LizHarrell does not like the phone, and does not feel that she is alone. Many people have no love lost for this piece of technology, and, despite its many conveniences, would rather Alex G Bell had spent his time creating the text message so that today I would be texting via direct thought instead of on an ancient Motorola that won’t even allow cuss words in its predictive text. Anyway, I would rather carry on any variety of personal conversation through text and email than over the phone any day of the week, and wish it did not make me appear anti-social and unpleasant that I feel this way.

But, folks, this is a modern world and the phone is a large part of it. I can avoid 85% of all personal phone calls if I’m willing to really put effort into it. But at work, I’m stuck with the business standard way of communication: the phone. Email is fab, but I find that most people feel their problems are more effectively resolved with voice-to-voice communication. I get it. I really do. Especially in my customer-oriented field of work. You want a person to help you.

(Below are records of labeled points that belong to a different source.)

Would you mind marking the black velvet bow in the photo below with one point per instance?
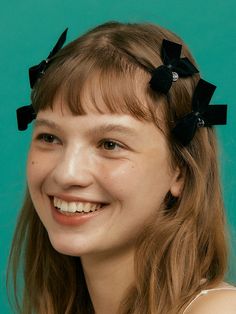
(202, 115)
(38, 70)
(173, 67)
(26, 114)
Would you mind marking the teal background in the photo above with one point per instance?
(29, 29)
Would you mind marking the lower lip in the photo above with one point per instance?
(73, 220)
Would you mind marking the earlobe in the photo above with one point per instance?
(177, 183)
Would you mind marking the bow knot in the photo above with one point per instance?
(173, 67)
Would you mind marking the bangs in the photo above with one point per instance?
(105, 82)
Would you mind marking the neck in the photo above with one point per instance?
(108, 280)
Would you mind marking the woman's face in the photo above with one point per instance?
(113, 166)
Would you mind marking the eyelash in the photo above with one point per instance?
(50, 138)
(44, 137)
(105, 141)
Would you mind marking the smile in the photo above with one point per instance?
(75, 207)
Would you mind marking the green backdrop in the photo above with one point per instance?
(28, 30)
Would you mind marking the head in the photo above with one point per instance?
(160, 191)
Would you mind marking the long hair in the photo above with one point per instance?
(184, 250)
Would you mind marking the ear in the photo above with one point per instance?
(177, 183)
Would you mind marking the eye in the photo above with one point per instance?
(48, 138)
(110, 145)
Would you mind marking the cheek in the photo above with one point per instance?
(37, 169)
(147, 178)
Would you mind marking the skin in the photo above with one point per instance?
(126, 166)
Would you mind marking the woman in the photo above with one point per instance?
(124, 211)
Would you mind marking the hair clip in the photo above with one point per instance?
(26, 114)
(36, 71)
(173, 67)
(202, 115)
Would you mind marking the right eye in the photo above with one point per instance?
(48, 138)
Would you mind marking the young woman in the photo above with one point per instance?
(123, 212)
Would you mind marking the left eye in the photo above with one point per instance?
(48, 138)
(110, 145)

Problem is, you probably also want a person to help you who has some basic phone skills. Shy as I am, I learned these business phone skills easily while working as a lifeguard and even came to relish the phone answering chore. I honed my talents at the chain bookstore I rather infrequently mention these day for which I served as an assistant buyer in the corporate office. I was so good at it  that the receptionist and back-up receptionist thought it would be cool to go to lunch together most days and leave me to pick up the phone. I ask you, what’s the point in a back-up receptionist if that person is gone at the same time the regular receptionist is gone? Quite right. None.

My phone skills suffered as a sales rep, mainly because I was no longer fielding phone calls; I was making them. Or rather, coming up with every reason ever NOT to make them. Once I had my spiel down it got easier. But I am convinced it would have taken years of intensive therapy to overcome my hatred of the phone had I continued down that path.

Now I’m back on track and answering the phone like a(n almost) pro. I almost never know what problem is going to be thrown my way, but that’s sort of part of the adventure. Until I get fifteen LONG phone calls of an identical nature. In a row. Before lunch. But you know what, even if it isn’t much of an adventure, I still get a kick out of whipping out my secret weapon: Super Professional Smiling LizHarrell. SPSLH is the best phone answerer in the world. She smiles when she picks up the phone, even though no one but her co-workers (who may or may not believe her to be insane at this point) see her. She has a bright, clear tone that people love to listen to. She is the friendliest person on the face of the earth. She is helpful. She knows almost every answer, and if she doesn’t, gosh darnit, she’ll figure it out for you. She is never irritated that you are calling with the same question fourteen other people have already asked her that morning. She enunciates. She oozes charm. She is amazing.

She is obviously NOT me. But I have gotten quite good at pretending to be SPSLH. Not only do I have people thanking me on bended knee when they end the conversation, I’ve actually pulled off a major con at the same time. I am diabolical! I am fooling the world. Little do they know how much I spent the fraction of a second between phone ringing and my answering dreading every moment of the conversation I was sure to have. No, they believe I love it.

And you know what? I sort of do. SPSLH makes me better. And she can make you better too. But I recommend coming up with a new name. And potentially tweaking the gender. Or perhaps her goals in life. Maybe she should be a vegan, or something. You know, whatever works.